Firstly, the notion that either the British Labour-Conservative "polarisation" or the American Democrat-Republican likewise exists is a great fallacy.

They are hardly polarised at all. Like two people who loathe each other but who are very alike, they use words to try to deny their similarities. But the fact remains: they are alike.

In Britain, the last 30 years or so have been characterised by all three main parties chasing exactly the same voter group: "Middle England", "Little England", "South East Man" or "Mondeo Man". Take your pick. Either pseudo or lower middle class, he/she are characterised by high personal debt and a largely mistaken belief that they've moved up a notch or two on the social ladder. Being "Aspirational" doesn't mean "I've made it!".

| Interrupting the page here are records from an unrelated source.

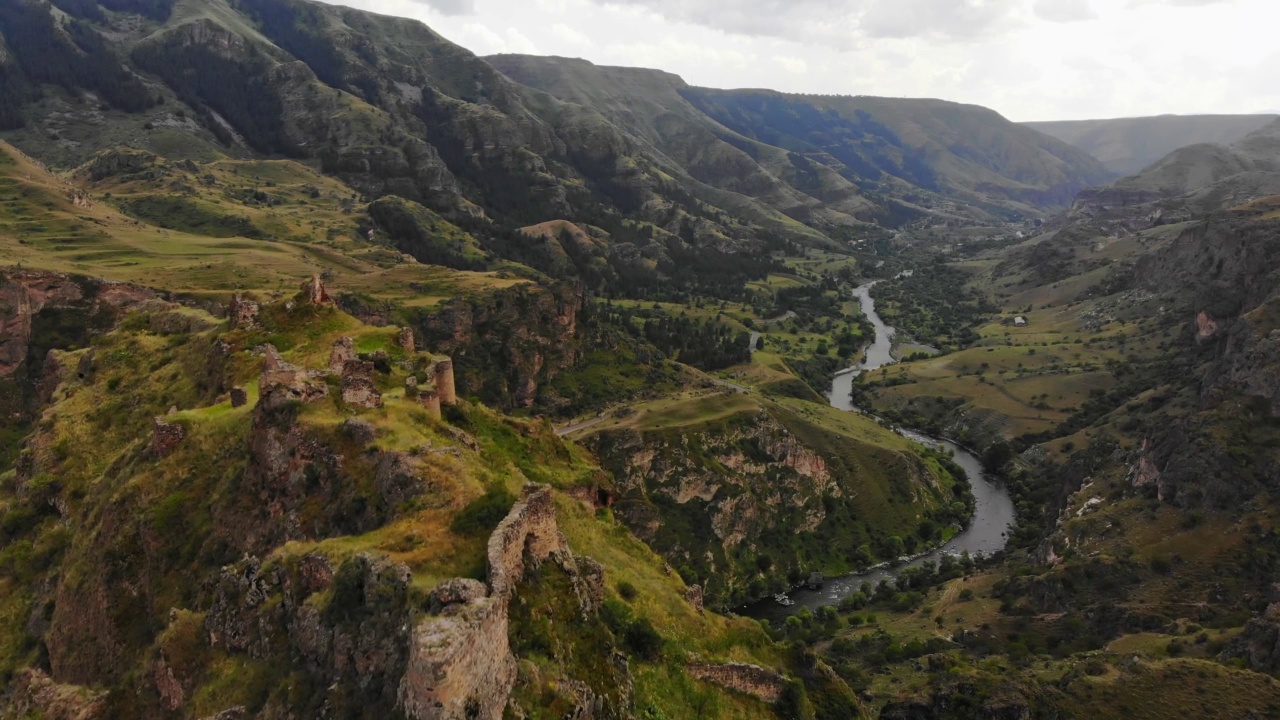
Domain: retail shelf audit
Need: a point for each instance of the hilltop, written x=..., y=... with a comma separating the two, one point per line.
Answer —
x=1129, y=145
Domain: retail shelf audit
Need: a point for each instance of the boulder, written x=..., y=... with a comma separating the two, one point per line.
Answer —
x=243, y=311
x=165, y=437
x=315, y=294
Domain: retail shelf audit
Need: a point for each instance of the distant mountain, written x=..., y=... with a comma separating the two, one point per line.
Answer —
x=1129, y=145
x=1225, y=173
x=818, y=158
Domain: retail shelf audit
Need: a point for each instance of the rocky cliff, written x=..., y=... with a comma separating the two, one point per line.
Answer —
x=159, y=540
x=753, y=504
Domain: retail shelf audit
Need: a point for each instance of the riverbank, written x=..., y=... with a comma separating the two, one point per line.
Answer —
x=993, y=507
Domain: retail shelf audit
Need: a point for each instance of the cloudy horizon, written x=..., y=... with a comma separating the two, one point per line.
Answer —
x=1027, y=59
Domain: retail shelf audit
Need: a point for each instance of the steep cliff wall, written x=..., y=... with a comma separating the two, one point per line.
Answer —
x=507, y=345
x=461, y=664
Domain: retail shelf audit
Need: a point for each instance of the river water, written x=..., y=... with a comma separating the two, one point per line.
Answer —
x=993, y=509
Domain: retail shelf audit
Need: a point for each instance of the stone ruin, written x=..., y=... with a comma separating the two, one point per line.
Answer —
x=282, y=382
x=315, y=294
x=760, y=683
x=343, y=351
x=243, y=311
x=357, y=384
x=444, y=383
x=461, y=665
x=165, y=437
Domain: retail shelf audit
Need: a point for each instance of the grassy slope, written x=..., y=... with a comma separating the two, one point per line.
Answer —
x=41, y=228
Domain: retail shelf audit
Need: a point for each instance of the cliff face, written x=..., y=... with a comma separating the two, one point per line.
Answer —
x=174, y=536
x=508, y=345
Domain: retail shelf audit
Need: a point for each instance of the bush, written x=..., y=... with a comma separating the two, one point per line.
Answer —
x=483, y=514
x=626, y=591
x=643, y=639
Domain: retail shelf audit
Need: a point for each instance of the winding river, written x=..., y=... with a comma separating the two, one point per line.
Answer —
x=993, y=510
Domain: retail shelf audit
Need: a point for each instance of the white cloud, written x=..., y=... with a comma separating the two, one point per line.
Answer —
x=519, y=42
x=449, y=7
x=790, y=64
x=570, y=36
x=1025, y=59
x=1064, y=10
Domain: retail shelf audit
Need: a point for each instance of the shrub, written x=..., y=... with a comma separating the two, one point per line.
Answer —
x=643, y=639
x=627, y=591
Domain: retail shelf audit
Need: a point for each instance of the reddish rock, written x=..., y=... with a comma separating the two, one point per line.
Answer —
x=23, y=294
x=315, y=292
x=357, y=384
x=343, y=351
x=282, y=382
x=316, y=573
x=243, y=311
x=1206, y=327
x=165, y=437
x=35, y=695
x=430, y=400
x=694, y=596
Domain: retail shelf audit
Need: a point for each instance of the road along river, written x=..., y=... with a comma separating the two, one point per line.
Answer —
x=993, y=511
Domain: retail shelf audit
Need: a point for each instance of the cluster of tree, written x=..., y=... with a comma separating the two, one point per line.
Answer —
x=935, y=305
x=708, y=345
x=74, y=58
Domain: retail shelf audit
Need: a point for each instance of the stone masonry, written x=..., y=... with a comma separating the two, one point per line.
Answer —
x=754, y=680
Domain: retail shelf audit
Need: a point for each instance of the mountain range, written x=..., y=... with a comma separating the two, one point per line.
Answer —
x=1129, y=145
x=344, y=373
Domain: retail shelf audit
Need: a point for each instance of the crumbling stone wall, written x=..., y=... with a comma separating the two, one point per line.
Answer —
x=754, y=680
x=444, y=382
x=461, y=665
x=529, y=529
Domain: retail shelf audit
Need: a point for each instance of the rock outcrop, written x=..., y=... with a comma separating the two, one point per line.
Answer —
x=343, y=351
x=315, y=294
x=444, y=382
x=282, y=382
x=35, y=695
x=242, y=311
x=1260, y=642
x=754, y=680
x=515, y=341
x=461, y=665
x=24, y=295
x=165, y=437
x=357, y=384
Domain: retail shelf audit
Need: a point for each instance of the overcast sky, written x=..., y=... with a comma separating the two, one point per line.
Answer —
x=1028, y=59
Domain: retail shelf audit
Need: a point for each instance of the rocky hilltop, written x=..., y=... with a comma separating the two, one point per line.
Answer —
x=286, y=513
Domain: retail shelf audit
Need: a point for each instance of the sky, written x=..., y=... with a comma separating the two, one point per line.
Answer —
x=1027, y=59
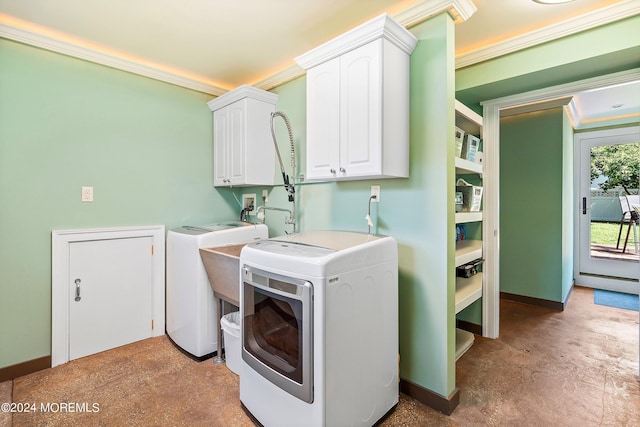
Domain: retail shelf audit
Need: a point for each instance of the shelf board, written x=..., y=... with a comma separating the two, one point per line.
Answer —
x=462, y=217
x=467, y=251
x=468, y=120
x=464, y=166
x=464, y=341
x=467, y=291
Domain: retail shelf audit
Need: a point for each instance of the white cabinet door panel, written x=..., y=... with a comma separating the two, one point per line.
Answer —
x=220, y=130
x=323, y=120
x=237, y=141
x=360, y=103
x=111, y=303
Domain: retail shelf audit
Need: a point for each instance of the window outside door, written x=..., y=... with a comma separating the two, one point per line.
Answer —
x=608, y=259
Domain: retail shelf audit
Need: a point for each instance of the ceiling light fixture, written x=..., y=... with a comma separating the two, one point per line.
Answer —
x=552, y=1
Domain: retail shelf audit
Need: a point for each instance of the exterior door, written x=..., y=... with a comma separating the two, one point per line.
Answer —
x=602, y=263
x=110, y=294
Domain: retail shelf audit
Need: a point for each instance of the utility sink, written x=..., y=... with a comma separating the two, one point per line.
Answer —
x=222, y=264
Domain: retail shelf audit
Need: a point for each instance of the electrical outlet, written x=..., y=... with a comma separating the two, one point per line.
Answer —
x=87, y=194
x=249, y=200
x=375, y=191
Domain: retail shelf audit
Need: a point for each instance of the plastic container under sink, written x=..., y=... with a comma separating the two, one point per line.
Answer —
x=230, y=324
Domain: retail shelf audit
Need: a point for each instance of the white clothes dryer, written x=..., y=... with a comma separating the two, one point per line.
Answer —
x=319, y=329
x=191, y=310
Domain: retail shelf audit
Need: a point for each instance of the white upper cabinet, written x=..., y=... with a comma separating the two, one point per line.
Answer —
x=358, y=103
x=243, y=151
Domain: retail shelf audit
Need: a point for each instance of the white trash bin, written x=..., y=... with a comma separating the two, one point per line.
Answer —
x=230, y=324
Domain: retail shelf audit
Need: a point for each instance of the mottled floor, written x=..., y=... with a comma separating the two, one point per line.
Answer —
x=573, y=368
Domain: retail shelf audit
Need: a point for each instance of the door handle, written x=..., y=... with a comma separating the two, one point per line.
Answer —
x=77, y=282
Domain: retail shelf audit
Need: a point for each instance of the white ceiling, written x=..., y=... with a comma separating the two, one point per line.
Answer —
x=223, y=44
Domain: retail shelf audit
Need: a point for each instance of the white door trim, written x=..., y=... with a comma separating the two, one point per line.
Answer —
x=60, y=241
x=491, y=180
x=599, y=273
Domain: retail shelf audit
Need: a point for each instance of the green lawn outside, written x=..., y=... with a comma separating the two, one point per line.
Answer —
x=606, y=233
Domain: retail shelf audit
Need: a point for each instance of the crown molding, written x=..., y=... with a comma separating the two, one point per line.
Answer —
x=537, y=106
x=241, y=92
x=279, y=78
x=380, y=27
x=575, y=25
x=75, y=50
x=460, y=10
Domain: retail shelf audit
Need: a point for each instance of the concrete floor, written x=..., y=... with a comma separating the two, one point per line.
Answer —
x=573, y=368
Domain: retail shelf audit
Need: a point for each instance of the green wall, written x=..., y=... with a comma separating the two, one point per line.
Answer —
x=417, y=211
x=568, y=211
x=595, y=52
x=535, y=260
x=145, y=147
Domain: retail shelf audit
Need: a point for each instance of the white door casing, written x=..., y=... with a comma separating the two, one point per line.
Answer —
x=611, y=274
x=491, y=179
x=61, y=289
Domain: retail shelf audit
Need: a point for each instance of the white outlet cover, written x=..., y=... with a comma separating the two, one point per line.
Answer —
x=87, y=194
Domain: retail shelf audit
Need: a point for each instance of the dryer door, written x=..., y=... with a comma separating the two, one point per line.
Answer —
x=278, y=331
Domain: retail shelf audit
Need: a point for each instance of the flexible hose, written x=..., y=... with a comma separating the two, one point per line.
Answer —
x=292, y=147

BOTH Tories and Labour have: supported American wars, continued with privatisation, redistributed wealth upwards, encouraged and de-regulated the City of London, spread the notions of PC and Multiculturalism (despite their denials), and really, there's little to separate them if you view (a) their actions and (b) their results instead of what they said they were going to do.

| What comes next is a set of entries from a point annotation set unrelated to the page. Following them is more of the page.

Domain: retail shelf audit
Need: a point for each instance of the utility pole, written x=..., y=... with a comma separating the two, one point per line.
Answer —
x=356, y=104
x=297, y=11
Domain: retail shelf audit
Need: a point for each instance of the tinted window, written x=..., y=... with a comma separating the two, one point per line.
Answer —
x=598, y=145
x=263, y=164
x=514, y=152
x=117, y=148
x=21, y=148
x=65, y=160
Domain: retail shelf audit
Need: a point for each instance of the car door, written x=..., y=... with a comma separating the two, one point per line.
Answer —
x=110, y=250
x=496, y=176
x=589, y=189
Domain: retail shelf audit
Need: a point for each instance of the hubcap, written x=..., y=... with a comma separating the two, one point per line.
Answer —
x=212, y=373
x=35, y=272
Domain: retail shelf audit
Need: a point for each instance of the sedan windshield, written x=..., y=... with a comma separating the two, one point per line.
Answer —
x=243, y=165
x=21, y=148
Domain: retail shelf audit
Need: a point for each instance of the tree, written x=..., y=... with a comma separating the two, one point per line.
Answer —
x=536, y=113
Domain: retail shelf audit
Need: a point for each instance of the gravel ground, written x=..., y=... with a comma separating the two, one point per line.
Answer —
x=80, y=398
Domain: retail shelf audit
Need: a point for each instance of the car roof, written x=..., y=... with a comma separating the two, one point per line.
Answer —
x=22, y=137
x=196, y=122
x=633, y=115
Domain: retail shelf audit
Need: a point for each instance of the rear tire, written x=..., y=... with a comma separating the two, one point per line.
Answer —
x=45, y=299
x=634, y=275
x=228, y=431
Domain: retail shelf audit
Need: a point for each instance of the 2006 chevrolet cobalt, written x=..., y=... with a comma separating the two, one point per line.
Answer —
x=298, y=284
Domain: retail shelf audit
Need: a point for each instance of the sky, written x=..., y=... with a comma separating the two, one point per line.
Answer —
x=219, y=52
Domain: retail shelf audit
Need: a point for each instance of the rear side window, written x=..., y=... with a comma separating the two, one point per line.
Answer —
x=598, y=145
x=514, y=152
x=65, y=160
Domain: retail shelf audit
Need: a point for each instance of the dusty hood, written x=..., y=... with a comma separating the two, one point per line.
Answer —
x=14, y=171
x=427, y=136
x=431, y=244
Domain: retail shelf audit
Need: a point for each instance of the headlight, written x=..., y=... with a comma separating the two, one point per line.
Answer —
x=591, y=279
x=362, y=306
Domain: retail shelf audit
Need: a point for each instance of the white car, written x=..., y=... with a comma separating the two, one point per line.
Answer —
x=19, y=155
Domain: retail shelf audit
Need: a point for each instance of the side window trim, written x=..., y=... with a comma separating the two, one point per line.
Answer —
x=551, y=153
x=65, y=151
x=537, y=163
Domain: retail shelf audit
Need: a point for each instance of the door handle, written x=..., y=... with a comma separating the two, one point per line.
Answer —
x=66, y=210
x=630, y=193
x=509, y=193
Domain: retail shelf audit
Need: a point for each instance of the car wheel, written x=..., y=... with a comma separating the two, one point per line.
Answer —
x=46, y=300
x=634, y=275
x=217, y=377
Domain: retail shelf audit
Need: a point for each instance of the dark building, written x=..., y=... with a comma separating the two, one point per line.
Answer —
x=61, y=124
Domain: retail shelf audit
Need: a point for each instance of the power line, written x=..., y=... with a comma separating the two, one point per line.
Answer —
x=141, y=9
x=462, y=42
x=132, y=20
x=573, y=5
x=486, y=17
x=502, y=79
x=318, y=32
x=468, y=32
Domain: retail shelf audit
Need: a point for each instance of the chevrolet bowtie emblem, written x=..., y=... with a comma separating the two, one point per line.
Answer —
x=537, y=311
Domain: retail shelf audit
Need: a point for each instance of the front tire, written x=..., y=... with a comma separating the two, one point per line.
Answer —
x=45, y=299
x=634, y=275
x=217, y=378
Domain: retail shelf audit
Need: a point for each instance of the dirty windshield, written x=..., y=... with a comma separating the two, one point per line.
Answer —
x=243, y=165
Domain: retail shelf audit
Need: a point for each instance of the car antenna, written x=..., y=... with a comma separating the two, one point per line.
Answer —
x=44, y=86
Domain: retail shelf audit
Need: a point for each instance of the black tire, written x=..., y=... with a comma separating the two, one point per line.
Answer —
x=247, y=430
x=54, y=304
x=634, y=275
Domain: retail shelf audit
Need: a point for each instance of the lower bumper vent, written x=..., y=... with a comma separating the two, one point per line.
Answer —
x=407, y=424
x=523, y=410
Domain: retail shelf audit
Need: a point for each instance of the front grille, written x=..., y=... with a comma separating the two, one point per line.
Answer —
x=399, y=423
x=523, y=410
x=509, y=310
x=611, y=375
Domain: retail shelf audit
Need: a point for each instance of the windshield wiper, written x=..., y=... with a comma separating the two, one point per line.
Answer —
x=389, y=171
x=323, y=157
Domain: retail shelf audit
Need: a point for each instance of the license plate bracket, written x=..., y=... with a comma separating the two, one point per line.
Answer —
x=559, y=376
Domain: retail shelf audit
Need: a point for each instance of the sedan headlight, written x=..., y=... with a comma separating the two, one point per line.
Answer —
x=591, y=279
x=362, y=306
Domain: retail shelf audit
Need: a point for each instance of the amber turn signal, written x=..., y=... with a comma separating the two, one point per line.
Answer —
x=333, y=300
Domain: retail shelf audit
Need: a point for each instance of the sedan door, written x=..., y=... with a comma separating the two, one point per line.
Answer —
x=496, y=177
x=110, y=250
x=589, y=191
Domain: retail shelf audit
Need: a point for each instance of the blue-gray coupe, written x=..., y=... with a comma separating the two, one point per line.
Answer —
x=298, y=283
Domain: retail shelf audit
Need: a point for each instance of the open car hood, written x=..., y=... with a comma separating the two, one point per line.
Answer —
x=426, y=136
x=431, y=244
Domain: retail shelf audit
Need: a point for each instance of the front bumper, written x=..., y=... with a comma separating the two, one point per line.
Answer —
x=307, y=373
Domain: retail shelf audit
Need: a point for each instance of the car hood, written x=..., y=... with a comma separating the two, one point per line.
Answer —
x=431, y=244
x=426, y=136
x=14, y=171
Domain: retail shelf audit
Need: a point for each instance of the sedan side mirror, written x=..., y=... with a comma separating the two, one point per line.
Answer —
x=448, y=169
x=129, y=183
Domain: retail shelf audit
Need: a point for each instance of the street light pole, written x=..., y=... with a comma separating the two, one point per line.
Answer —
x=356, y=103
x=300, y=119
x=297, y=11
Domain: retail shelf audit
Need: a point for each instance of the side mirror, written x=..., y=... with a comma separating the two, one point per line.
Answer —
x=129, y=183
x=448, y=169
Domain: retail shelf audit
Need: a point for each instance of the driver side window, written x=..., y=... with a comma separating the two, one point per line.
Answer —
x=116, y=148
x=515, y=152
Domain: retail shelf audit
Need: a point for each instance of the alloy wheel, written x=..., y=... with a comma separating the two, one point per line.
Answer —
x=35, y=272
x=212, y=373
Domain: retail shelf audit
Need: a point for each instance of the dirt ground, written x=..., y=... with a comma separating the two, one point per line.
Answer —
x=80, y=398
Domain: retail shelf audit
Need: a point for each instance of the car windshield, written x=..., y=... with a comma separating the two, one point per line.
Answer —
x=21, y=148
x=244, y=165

I agree that people see it that way, (that there is a difference), but the British public are not known for heavyweight thinking.

Don't forget, also, that the time for consensus politics may come again, but not now. Thanks to the British media and those damned cameras in Parliament, British political leaders HAVE to be "strong" in the "elected dictator" style popularised by Thatcher, as opposed to the more consensus based rule of Heath. The stupid public wants docile, amoral and deeply undemocratic Government, which obeys the wishes of the fuhrer, sorry, leader.

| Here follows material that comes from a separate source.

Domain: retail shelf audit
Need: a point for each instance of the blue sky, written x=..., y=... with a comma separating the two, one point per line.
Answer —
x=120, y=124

The government you suggest (a) would be a major improvement in my eyes, but would lead to visibly weak, consensus based politics, which is how democracy is supposed to work. And (b) such government was the norm before the 20th century and especially before Thatcher and everyone since. Sure, they aligned themselves with certain parties, but there were so many subdivisions that an 18th or 19th century politician could be referred to as a "whiggish Waverer" even if he was a Tory!

Unfortunately, the rise in Independent candidates is a red herring, as almost all are closet Tories or at least "Wets". But an encouraging sign would be the rise of smaller, new parties. It would be if too many of them were not of the extreme right, anyhow.

I agree with your idea: I just don't think the sheeple will support it. Yet.